I try to make like this, distAllTier1(i,j:2) but it doest not work.
The complete code is almost 500++ line, this problem came out because i change the matrix as my previous question in --> here
Asyran Abdullah
Asyran Abdullah am 27 Sep. 2018
I attach again the related code:
numPCHTier1 = 0;
for i = 1:1:numNodes
if node(i).pch == 1 && node(i).tier == 1
numPCHTier1 = numPCHTier1 + 1;
indPCHTier1(1,numPCHTier1) = i;
end
end
distAllTier1 = zeros(numNodes,numPCHTier1);
for i = 1:1:numNodes
for j = indPCHTier1
if node(i).tier == 1
if i == j
distAllTier1(i,j) = NaN;
else
distAllTier1(i,j)= sqrt((node(i).x - node(j).x).^2 + (node(i).y - node(j).y).^2);
end
else
distAllTier1(i,j) = NaN;
break;
end
end
end
KSSV
KSSV am 27 Sep. 2018
Bearbeitet: KSSV am 27 Sep. 2018
Try using cells...
distAllTier1 = cell(numNodes,indPCHTier1) ;
count = 0 ;
for i = 1:1:numNodes
for j = indPCHTier1
count = count+1 ;
if node(i).tier == 1
if i == j
distAllTier1{i,j} = NaN;
else
distAllTier1{i,j}= sqrt((node(i).x - node(j).x).^2 + (node(i).y - node(j).y).^2);
end
else
distAllTier1{i,j} = NaN;
break;
end
end
end
Asyran Abdullah
Asyran Abdullah am 27 Sep. 2018
Thanks @KSSV for your help, when change to cell it appear error like this:
Error using cell
Size inputs must be scalar.
KSSV
KSSV am 27 Sep. 2018
There was a typo error..now modified...check it now.
Asyran Abdullah
Asyran Abdullah am 27 Sep. 2018
Bearbeitet: Asyran Abdullah am 27 Sep. 2018
WOW! you are so fantastic! Thanks it works!
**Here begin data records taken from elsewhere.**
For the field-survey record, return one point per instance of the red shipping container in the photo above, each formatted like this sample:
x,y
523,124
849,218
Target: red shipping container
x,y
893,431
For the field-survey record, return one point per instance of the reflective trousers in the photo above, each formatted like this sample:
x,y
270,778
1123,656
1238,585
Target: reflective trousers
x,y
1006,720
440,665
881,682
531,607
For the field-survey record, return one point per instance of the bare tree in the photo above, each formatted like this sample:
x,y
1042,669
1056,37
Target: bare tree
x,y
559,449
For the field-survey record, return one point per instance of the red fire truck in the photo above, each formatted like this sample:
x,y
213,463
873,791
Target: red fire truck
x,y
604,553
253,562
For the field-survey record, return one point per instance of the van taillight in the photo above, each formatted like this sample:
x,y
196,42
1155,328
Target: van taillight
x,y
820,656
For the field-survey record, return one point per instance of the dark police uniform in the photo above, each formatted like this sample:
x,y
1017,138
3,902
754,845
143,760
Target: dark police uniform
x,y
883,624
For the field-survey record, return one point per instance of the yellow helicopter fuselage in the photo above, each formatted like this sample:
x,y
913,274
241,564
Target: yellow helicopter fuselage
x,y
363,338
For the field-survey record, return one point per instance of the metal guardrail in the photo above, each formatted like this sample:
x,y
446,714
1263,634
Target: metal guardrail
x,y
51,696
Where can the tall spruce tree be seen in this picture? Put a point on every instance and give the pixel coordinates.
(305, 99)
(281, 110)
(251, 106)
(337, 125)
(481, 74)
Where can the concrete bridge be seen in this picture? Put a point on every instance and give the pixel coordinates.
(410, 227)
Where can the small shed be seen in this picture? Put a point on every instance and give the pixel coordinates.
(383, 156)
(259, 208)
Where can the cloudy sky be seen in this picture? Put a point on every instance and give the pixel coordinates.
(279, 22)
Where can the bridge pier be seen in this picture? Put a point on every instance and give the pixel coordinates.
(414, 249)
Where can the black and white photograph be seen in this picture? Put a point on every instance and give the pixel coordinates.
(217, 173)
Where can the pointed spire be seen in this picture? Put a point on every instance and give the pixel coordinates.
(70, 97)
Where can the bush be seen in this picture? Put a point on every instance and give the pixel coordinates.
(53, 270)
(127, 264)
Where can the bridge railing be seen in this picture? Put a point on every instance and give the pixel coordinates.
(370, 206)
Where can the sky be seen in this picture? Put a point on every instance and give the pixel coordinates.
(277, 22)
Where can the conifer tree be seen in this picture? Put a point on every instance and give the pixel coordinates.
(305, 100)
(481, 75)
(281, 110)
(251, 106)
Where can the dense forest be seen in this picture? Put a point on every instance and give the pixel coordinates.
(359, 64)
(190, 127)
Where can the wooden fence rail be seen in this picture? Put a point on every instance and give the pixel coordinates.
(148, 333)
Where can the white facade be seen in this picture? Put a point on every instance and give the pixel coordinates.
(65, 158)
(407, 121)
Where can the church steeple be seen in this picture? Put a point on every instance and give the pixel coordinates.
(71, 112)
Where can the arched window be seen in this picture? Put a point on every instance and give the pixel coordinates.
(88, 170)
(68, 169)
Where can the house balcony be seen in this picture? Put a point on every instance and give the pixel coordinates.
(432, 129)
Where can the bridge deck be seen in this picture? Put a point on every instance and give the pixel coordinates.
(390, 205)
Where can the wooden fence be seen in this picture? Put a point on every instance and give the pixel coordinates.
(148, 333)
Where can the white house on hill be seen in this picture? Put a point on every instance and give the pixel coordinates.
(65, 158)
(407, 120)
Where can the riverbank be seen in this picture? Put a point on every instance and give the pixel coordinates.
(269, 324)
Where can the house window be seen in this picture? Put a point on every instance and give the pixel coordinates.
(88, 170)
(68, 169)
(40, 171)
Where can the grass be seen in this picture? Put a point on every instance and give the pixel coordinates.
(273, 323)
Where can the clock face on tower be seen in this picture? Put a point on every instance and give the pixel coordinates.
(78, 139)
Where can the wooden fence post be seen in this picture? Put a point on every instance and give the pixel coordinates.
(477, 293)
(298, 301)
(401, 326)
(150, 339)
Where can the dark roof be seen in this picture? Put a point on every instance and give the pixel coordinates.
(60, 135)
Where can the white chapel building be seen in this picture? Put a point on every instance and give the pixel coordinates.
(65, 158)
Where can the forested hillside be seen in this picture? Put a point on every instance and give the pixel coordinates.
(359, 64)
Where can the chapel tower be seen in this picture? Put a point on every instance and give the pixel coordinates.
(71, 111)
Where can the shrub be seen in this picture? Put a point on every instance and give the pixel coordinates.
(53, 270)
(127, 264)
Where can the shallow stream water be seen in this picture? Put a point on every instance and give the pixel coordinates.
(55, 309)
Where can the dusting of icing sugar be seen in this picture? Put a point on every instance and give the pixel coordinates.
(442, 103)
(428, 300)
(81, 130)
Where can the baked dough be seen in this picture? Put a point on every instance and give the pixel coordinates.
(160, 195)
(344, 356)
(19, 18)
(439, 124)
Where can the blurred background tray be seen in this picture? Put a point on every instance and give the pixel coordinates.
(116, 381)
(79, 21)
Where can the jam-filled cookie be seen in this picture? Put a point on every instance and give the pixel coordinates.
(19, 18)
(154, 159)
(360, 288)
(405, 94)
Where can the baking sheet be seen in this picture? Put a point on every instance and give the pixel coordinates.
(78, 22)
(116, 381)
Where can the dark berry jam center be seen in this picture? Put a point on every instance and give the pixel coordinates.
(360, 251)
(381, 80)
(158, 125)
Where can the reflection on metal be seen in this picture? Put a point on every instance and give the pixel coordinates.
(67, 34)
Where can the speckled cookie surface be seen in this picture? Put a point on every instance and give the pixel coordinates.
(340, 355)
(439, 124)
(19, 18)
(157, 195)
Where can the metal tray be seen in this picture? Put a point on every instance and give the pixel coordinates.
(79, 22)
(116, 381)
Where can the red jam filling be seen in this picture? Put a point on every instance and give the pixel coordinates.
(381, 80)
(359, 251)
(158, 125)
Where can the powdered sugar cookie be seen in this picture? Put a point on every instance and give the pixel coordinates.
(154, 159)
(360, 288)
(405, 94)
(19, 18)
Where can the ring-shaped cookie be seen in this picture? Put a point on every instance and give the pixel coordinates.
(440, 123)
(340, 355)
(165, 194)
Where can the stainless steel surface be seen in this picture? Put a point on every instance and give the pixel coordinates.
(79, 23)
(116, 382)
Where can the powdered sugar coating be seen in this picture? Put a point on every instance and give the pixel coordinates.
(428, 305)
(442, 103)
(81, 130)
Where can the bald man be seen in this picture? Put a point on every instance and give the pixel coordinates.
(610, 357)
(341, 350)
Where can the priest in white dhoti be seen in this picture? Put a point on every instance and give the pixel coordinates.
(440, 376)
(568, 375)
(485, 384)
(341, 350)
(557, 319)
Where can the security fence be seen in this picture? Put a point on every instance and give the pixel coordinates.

However, i change the line to this:
distAllTier1 = cell(numNodes,numPCHTier1) ;
Thanks
Asyran Abdullah
Asyran Abdullah am 27 Sep. 2018
I'm sorry sir, regarding for changing into cell, i got an issues here :
distAllTier1(distAllTier1 == 0) = NaN;
Above line appear some error:
Undefined operator '==' for input arguments of type 'cell'.
I try to change ( ) to { }, its still same.
Thanks
KSSV
KSSV am 27 Sep. 2018
You cannot use cells like that. See this:
k{1} = [1 0] ;
idx = k{1}==0 ;
k{1}(idx) = NaN
Asyran Abdullah
Asyran Abdullah am 27 Sep. 2018
Then i change k into distAllTier1. Thanks sir!
Asyran Abdullah
Asyran Abdullah am 27 Sep. 2018
Sir, one more sir.
for i = 1:1:noTier1
if node(i).pch ~= 1
[minVal,index] = min(distAllTier1(i,:));
node(i).head = index;
end
end
It contain error:
Undefined function 'min' for input arguments of type 'cell'.
Error in Untitled10 (line 267)
[minVal,index] = min(distAllTier1(i,:));
The cell cannot read min value. Again i try to use { } but Matlab said,
Error using min
Too many input arguments.
I hope u can help me for last time. Thanks Dr.
Asyran Abdullah
Asyran Abdullah am 27 Sep. 2018
I try to find the solution, but could not solve it. After do min([distAllTier1{i,:}]); it appear this error:
Error using horzcat
Dimensions of matrices being concatenated are not consistent.
Error in Untitled10 (line 267)
[minVal,index] = min([distAllTier1{i,:} ] );
KSSV
KSSV am 27 Sep. 2018
[distAllTier1{i,:}]
Try the above line alone.....this should give you a vector.
Asyran Abdullah
Asyran Abdullah am 27 Sep. 2018
Thanks sir, i appreciate your time and help .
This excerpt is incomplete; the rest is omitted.